Gosh, wouldn't it be fun to discuss the filioque into the wee hours of the morning over shots and chips? That would be way more fun that the slings and arrows that we must deal with now. Sigh.


Scott Gunn said...


If I don't see you before, I'll be in Anaheim. I don't do shots, but I LOVE chips. Let's have a chat, and set aside the slings and arrows for a few minutes.


BabyBlue said...

You got a deal, Scott.


Jody+ said...

The absence of the filioque clause is not all that odd. It is often left out of celebrations at which there will be ecumenical representation, particularly the Orthodox. It was nearly left out of the 1979 BCP and, as I understand it, is now optional in the C of E (Common Worship includes a version without the filioque for ecumenical settings). The Roman Catholic Church has also left out the fioloque clause during services attended by the Orthodox, and I believe it was absent at Rowan Williams' enthronement as ABC.
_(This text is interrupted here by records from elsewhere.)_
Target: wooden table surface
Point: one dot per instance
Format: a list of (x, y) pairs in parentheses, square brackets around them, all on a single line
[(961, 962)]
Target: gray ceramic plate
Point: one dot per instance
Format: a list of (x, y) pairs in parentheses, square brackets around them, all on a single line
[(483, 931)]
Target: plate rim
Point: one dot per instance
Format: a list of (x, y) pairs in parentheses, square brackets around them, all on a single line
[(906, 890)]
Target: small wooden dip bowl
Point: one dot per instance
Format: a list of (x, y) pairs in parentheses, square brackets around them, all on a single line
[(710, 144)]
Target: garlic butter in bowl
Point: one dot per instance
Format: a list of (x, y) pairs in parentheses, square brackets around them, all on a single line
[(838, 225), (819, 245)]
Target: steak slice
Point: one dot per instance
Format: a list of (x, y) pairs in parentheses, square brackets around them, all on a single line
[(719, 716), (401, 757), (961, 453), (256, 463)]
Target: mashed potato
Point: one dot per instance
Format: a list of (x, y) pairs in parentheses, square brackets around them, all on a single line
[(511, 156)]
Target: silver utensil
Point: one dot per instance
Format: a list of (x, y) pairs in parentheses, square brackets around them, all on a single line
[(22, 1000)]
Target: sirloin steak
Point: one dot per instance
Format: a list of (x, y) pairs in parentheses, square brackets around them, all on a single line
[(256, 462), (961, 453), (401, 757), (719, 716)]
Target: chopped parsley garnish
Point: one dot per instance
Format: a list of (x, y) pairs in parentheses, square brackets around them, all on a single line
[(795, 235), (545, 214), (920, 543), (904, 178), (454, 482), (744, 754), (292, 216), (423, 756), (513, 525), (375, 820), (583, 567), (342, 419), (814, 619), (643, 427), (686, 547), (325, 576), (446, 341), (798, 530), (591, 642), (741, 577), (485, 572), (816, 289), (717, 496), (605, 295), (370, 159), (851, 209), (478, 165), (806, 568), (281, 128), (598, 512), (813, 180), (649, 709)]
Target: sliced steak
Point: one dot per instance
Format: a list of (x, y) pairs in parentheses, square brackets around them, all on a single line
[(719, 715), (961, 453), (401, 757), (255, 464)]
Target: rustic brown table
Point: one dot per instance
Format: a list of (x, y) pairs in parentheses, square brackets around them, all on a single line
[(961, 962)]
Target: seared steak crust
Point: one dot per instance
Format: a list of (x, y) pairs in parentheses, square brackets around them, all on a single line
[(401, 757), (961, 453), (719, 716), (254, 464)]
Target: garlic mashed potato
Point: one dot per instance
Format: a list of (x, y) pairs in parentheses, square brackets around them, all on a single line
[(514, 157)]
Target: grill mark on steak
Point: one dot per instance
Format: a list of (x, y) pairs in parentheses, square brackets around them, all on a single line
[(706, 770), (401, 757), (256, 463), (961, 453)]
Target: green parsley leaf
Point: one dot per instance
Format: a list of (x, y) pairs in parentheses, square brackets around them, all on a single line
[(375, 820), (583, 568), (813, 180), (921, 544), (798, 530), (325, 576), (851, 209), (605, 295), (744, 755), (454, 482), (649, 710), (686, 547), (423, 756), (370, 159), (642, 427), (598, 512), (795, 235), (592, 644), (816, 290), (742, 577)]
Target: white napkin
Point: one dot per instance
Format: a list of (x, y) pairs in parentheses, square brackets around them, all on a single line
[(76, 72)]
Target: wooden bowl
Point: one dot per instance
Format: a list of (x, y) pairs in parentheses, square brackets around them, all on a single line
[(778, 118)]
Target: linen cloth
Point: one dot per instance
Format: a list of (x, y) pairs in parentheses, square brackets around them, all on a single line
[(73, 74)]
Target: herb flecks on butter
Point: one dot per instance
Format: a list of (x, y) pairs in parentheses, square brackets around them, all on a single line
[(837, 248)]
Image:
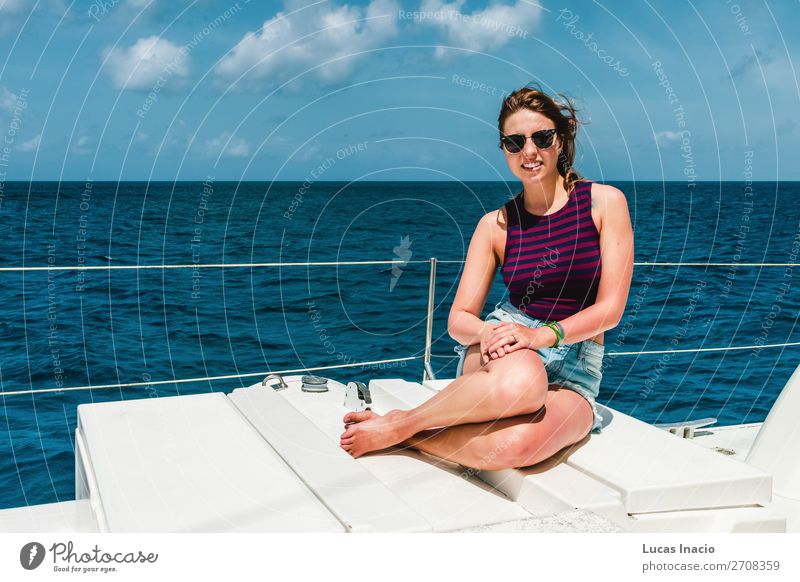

Like it or not, ecumenical consensus is that the western Church did not have the authority to insert the filioque into an ecumenical creed, and because of that a sort of agreement seems to have been reached in which Western Churches will leave it as an option, but will not use it when celebrating a service with our Eastern Orthodox brothers and sisters. For good or ill, it's not really all that new.

Jody+ said...

Also, I'm sure you're aware of the Orthodox theological argument that the filioque inadvertantly and inappropriately subordinates the Holy Spirit. I've had Eastern Orthodox priests argue that this is the reason behind the succesive charismatic movements in the Western Church, which have not (according to them anyway) been matched (or needed) in the Eastern Church--the claim is that we're always trying to put the Holy Spirit back in his rightful place.